Bref, deux jours passèrent et ce fut un lundi. Ma mère, comme à son habitude, vendait ses légumes frais juste à côté de la maison et m'appelait à chaque fois qu'elle avait des soucis pour faire le compte à ses clientes :

_Marième ma fille, ārga-aÿ (viens ici)!
Fais-moi le compte pour la petite Amy; une coupée de patate, un litre d'huile de palme et un demi kilo de poisson fumé. Elle me donne 2000 frcs.
_Ça fait 2000 frcs au total, dis-je. Tu n'as pas à lui rendre de monnaie.
_Qu'est-ce que je ferais sans toi? soupira-t-elle . Allez, va voir dans mon placard, il y'a un tissu en "thioup" rouge. Mets-le de côté, c'est pour ce soir.
_Que se passe-t-il ce soir?
_Ton fiancé et sa famille viennent nous rendre visite et ton père veut qu'on en profite pour accomplir les rites du mariage. Tu sais, nous les Peulhs, nous aimons faire les choses d'un coup, et s'en finir une bonne fois pour toute.
_Mais maman!
_On ne discute pas ! Quand j'avais ton âge, j'étais très enthousiaste à l'idée de me marier. Maintenant que c'est ton tour, tu rates l'occasion de l'être, j'ai pitié des jeunes d'aujourd'hui... Sois prête avant ce soir.
_D'accord, dis-je d'un ton calme.

Vers 15h, toute la famille se réunit autour de trois grands bols pour le déjeuner: Un pour les hommes, c'est-à-dire mon père et mes frères aînés, un autre pour les femmes, et un dernier pour les enfants. Sur notre véranda, je me penchai sur le bol et mangeai en silence. Cependant, ma curiosité ne pouvait évidemment pas m'empêcher d'écouter la conversation des plus grands :

_Regardez Seydou, fit Salimata. Il est le plus petit de la famille mais il mange toujours avec les hommes.
Pour lui, il n'y a pas de différence entre trois ans et trente ans.
_Laisse mon petit papa en paix, rétorqua ma mère. Qu'il fasse ce qu'il veut dans cette maison.

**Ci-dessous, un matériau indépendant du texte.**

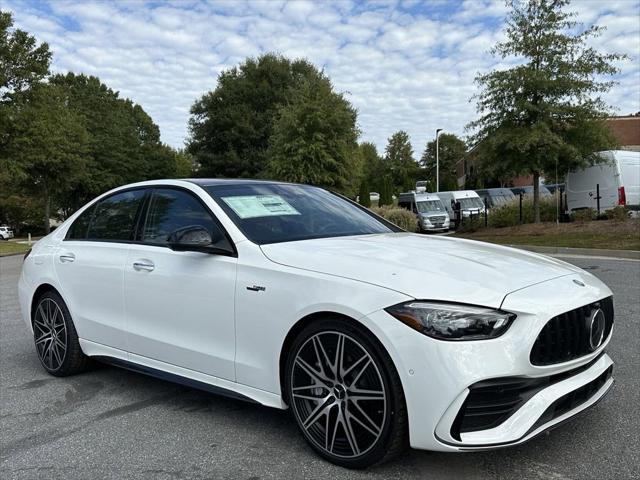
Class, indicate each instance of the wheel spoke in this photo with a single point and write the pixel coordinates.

Le fils de Ousseynou et Salimata, trois ans à l'époque, porte le prénom de mon grand-père maternel, Seydou. Et c'est la raison pour laquelle il a toujours été le petit protégé de maman.

_À vous tous, je suis votre grand-père, fit le petit. Donc je ferai ce que je veux, quand je le veux!

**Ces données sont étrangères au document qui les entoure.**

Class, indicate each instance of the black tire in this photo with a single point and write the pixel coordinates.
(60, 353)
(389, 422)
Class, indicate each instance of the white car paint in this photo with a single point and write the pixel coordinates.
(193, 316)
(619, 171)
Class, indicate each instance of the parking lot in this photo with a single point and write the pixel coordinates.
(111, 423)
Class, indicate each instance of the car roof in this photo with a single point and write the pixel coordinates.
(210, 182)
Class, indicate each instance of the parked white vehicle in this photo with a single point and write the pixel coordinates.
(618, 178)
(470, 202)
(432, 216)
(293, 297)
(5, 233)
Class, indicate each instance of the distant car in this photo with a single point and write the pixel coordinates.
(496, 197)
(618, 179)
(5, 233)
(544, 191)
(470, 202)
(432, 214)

...Et toute la famille éclata de rire.

D'un ton sérieux, mon père s'addressa à Ousseynou :

_Tu entends ce que dit ton fils? Toi, quand tu avais son âge, je te châtiais tellement que tu n'osais même pas me regarder en face.
_C'est vrai papa, fit Ousseynou, la tête courbée.

Les paroles de mon père ont rendu l'atmosphère très calme et gênante, on entendait plus le moindre bruit.

_(...) Je vais aller voir Oulimata, eus-je dit. Elle ne mange plus avec nous.
_ Cette déracinée, s'écria mon père, cela fait plus de trois ans que l'on essaie de la marier avec Alpha Barry, mais elle refuse.
_Amadou, toi aussi, fit ma belle-mère. Elle a pourtant expliqué qu'elle voulait continuer ses études avant de tels projets.
_ Euh...je vais la voir, dis-je en me lavant les mains... Salimata, le repas était délicieux.
_Adiārama ( merci beaucoup).

À la maison d'à côté, il y avait Dieynaba Sarr qui venait tout juste de recevoir mon message du matin: "Rejoins-moi ce soir, c'est le désastre total: Ma supposée belle-famille vient nous voir pour les rites du mariage. S'il te plaît, j'ai vraiment besoin de toi pour me tenir compagnie, quand j'éclaterai en sanglots."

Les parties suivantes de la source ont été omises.